Neste momento conturbado da vida brasileira, esta coluna conseguiu uma entrevista mediúnica exclusiva com a Clarice Lispector. Fala, musa!
Clarice, escrever é destino?
Há três coisas para as quais eu nasci e para as quais eu dou minha vida. Nasci para amar os outros, nasci para escrever e nasci para criar meus filhos. Escrever é também abençoar uma vida que não foi abençoada.
Qual o lugar do amor em sua vida?
Amar os outros é a única salvação individual que conheço: ninguém estará perdido se der amor e, às vezes, receber amor em troca.
Você se considera uma
pessoa afirmadora?
Tudo no mundo começou com um sim. Uma molécula disse sim a outra molécula e nasceu a vida.
Você passou a imagem de ser uma uma mulher complicada. Isso é verdade?
Sou complicada? Não, eu sou simples como Bach.
Você foi feliz?
Ser feliz é para conseguir o quê? É para conseguir um final feliz? Só concebo uma felicidade inesperada, uma felicidade do instante, uma felicidade clandestina.
Por que você gostava tanto de bichos?
Somente quem teme a própria animalidade não gosta de bichos. Talvez seja porque sou de sagitário, metade bicho.

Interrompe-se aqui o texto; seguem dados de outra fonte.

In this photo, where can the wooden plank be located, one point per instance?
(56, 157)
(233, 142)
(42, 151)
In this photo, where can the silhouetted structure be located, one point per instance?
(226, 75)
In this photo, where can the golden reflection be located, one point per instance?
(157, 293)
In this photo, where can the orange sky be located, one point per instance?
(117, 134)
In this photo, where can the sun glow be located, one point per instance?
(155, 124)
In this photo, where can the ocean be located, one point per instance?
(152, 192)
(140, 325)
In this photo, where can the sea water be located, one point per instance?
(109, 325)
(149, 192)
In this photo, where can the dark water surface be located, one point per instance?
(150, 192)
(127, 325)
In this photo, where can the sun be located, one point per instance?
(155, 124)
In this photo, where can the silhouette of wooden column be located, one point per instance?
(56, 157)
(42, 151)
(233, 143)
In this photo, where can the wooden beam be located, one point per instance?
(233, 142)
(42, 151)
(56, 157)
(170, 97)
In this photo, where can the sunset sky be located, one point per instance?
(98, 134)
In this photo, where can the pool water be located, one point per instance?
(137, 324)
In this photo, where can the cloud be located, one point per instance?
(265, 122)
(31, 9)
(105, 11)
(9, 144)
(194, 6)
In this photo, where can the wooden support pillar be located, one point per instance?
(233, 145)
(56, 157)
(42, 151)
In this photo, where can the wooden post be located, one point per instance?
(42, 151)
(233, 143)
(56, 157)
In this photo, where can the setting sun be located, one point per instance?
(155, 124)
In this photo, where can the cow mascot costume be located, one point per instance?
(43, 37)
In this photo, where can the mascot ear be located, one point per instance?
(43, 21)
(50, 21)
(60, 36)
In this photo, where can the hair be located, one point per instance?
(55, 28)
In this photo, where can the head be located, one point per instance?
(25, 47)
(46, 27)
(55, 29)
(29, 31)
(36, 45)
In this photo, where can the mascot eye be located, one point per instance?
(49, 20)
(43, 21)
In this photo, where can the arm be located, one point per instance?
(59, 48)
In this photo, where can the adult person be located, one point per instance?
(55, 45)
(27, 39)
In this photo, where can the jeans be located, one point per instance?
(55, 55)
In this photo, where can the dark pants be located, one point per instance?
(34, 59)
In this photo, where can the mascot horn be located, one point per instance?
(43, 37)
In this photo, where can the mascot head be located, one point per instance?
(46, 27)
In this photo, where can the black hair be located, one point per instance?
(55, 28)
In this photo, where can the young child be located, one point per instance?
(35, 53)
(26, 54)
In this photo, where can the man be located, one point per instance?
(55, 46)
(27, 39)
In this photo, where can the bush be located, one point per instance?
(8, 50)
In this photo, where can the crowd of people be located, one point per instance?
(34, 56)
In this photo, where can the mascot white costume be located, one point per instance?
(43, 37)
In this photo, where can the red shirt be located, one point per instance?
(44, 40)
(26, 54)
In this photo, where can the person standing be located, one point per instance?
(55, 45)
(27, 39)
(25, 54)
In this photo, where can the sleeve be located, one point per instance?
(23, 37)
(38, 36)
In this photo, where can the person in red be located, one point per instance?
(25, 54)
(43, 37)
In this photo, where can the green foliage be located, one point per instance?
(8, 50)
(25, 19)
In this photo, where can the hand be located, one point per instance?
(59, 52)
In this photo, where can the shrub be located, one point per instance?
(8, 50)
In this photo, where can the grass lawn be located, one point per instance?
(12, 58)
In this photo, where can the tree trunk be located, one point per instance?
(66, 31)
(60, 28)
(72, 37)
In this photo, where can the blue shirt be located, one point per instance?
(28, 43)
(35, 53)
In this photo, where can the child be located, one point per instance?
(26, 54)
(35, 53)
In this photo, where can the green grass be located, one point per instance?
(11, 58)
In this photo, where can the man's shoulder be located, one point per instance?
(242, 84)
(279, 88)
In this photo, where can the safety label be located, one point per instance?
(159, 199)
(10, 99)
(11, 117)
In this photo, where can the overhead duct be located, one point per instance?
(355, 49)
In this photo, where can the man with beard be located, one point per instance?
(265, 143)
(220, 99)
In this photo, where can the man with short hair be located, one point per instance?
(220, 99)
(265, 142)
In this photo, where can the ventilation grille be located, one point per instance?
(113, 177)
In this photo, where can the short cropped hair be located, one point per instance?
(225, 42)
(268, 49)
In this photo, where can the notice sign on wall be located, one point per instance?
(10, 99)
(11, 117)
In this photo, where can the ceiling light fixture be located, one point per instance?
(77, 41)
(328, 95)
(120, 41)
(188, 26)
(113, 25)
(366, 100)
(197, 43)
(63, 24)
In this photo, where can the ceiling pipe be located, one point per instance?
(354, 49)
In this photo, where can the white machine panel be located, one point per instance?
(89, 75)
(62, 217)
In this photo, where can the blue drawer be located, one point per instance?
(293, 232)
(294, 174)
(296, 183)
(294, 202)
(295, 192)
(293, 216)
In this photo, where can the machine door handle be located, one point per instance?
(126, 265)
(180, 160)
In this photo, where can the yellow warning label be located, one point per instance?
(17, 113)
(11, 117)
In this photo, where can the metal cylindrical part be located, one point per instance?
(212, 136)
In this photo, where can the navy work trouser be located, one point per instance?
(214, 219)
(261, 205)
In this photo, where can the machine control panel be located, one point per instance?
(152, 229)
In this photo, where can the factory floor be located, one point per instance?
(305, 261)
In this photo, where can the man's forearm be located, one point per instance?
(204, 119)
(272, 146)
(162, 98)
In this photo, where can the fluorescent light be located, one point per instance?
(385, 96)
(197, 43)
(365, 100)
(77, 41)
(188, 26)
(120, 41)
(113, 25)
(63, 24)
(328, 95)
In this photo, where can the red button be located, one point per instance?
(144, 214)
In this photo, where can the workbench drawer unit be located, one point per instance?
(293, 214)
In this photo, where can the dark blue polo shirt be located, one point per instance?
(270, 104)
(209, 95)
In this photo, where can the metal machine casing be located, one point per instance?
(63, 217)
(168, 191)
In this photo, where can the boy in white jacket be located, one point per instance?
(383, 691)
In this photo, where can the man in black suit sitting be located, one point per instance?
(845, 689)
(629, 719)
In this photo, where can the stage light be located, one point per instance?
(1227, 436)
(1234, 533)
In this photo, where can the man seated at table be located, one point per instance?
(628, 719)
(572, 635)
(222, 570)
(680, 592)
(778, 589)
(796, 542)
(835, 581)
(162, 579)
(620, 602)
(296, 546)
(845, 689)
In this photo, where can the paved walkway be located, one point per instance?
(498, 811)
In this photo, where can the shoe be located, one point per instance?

Você é uma mulher delicada, os seus dedos são frágeis. De onde vem a sua força?
Minha força está na suavidade de meus dedos frágeis e delicados. Não tenho medo nem das chuvas tempestivas nem de grandes ventanias soltas, pois sou o escuro da noite.
Você foi considerada
uma pessoa alienada.
Isso procede?
Minha ideia — veja o absurdo da adolescência — era estudar advocacia para reformar as penitenciárias. Eu cuido do mundo, eu sou a mãe do mundo, a minha responsabilidade é grande.
A inspiração é uma
forma de loucura?
Inspiração não é loucura; é Deus.
Que defeito gostaria de
eliminar em você?
Até cortar os próprios defeitos pode ser perigoso — nunca se sabe qual é o defeito que sustenta nosso edifício inteiro.
Você passou, rapidamente,
por Brasília. O que foi
Brasília em sua vida?
Brasília é um pacto que eu fiz com Deus. Brasília é uma estrela espatifada.
Você se tornou famosa e
curtida nas redes sociais.
É bom viralizar nas redes?
O anonimato é suave como um sonho. Eu estou precisando desse sonho.